Perché anche qui, come nei due precedenti romanzi di Caminito, viene narrato un tremendo conflitto di potere tra forza e debolezza: uno scontro a parti alterne, in cui le due polarità si ribaltano dall’uno all’altro dei personaggi e personagge. Ma trovo che in La grande A e Un giorno verrà siano rappresentate forze in sviluppo, “forme del divenire” proprie dei romanzi di formazione seppure rivisitati da intenti femminili e tardo-novecenteschi. Mentre in questa nuova opera il movimento è circolare, addirittura a spirale, come i gorghi del lago tanto pericolosi per chi ci nuota.
Nel percorso di Gaia la negazione prende il posto dell’affermazione di sé: lei non si rivolta davvero, piuttosto ribalta le ingiunzioni materne a farsi strada grazie alla rettitudine e all’impegno intellettuale senza risparmio, per compiere invece atti di devianza sempre più violenti, devastanti e dolenti.
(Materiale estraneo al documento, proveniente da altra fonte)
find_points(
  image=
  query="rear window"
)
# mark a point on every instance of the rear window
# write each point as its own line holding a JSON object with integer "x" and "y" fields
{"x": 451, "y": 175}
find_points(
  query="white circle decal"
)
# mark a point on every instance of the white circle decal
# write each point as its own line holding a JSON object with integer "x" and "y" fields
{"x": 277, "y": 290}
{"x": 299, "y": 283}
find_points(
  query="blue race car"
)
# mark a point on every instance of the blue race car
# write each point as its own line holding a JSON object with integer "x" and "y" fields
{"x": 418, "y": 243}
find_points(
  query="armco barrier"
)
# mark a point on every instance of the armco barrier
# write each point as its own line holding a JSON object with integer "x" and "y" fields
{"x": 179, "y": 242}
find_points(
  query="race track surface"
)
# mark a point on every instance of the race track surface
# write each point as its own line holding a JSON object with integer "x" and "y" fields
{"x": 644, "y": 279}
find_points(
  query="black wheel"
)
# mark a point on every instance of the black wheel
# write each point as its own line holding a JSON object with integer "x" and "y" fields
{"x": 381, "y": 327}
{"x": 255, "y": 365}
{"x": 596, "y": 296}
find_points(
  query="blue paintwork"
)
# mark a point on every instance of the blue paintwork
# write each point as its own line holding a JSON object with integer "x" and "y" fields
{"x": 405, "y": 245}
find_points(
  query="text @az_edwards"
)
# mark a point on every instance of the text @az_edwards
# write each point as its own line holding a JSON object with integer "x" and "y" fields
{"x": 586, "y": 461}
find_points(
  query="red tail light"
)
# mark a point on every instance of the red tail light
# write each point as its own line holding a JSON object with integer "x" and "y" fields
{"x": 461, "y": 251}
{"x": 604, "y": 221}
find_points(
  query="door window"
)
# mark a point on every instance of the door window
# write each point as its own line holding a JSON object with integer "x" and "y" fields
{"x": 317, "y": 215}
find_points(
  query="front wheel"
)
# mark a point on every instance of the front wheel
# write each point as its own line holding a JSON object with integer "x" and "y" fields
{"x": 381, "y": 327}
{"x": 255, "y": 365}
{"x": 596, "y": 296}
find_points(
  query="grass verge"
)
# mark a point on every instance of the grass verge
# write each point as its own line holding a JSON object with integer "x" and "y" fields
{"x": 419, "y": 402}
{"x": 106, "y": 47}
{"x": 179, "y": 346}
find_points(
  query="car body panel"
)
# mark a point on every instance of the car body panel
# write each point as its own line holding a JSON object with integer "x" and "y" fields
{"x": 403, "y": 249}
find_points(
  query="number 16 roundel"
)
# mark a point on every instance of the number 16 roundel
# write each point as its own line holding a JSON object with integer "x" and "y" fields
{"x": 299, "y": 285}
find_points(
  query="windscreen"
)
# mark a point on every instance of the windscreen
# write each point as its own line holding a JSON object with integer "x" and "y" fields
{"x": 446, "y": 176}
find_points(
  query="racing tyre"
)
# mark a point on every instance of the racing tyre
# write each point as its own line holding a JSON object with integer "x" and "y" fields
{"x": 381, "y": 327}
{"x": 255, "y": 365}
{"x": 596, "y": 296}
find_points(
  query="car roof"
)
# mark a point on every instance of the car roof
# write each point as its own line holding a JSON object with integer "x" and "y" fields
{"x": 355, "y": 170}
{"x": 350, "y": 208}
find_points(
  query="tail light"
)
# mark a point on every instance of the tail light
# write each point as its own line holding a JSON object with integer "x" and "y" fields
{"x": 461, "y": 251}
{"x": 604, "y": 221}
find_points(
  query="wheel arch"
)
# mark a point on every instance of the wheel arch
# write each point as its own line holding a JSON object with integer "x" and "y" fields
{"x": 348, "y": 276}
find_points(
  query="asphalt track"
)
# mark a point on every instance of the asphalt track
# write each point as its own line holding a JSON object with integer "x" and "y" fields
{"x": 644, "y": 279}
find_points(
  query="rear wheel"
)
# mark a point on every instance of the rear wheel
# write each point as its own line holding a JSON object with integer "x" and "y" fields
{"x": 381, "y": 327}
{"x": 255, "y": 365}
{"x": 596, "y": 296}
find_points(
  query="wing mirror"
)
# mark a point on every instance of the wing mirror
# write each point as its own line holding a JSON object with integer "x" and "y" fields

La distruzione diventa la paradossale affermazione di sé, la sofferenza il pungolo capace di risvegliare la sua sensibilità esacerbata, anestetizzata dalle umiliazioni: i dolori nascosti che l’attraversano si distillano in veleni che potrebbero trasformarla nella “donna cattiva” che la madre le preconizzava. Ma la “donna di sangue” in cui tenta di calarsi si svuoterà di quelle rabbiose energie per implodere, con un destino simile a quello del lago che molto tempo fa era nato da un’eruzione vulcanica, da una forza tellurica ormai annegata in acque contaminate: troppa la fatica incessante di stare a galla “nell’acqua sterile di quella sconfitta”, di riaffiorare dopo ogni delusione.
Il potere sociale che Gaia (e con lei sua madre) sperava di ricavare padroneggiando le parole si rivela un’illusione: le parole non sono gradini in ascesa, “no, sono sempre gli altri a raccontarci, sono loro che trovano le nostre definizioni, le nostre parentesi quadre, le radici da cui proveniamo”. La distruzione del dizionario è uno degli atti autolesionistici che aprono l’ultima fase del romanzo, dove le liste di oggetti, di gesti, di definizioni si fanno più insistenti ma più vuote, segni di impotenza, di lettere spedite e mai lette (come non pensare al meraviglioso racconto di anarchica e definitiva impotenza di un pallido impiegato che scrive copiando ingiunzioni altrui, al Bartleby di Melville?).
Non per caso, nel finale Caminito ricorre a una voce diversa: forse quella dell’autrice che segue il tragitto della sua personaggia, le dà del tu, la tallona passo dopo passo lungo ogni tappa della memoria, fino al lago, dove il coraggio di un tuffo per mano all’amica nasce da un grido che pare una formula di estrema salvezza: “il lago è una parola magica”.
Giulia Caminito, La grande A (Giunti, Firenze-Milano 2016).
Giulia Caminito, Un giorno verrà (Bompiani 2018).
Giulia Caminito, L’acqua del lago non è mai dolce (Bompiani 2021).
VV., Il romanzo del divenire. Un Bildungsroman delle donne? A cura di P. Bono e L. Fortini, Iacobelli, Roma 2007.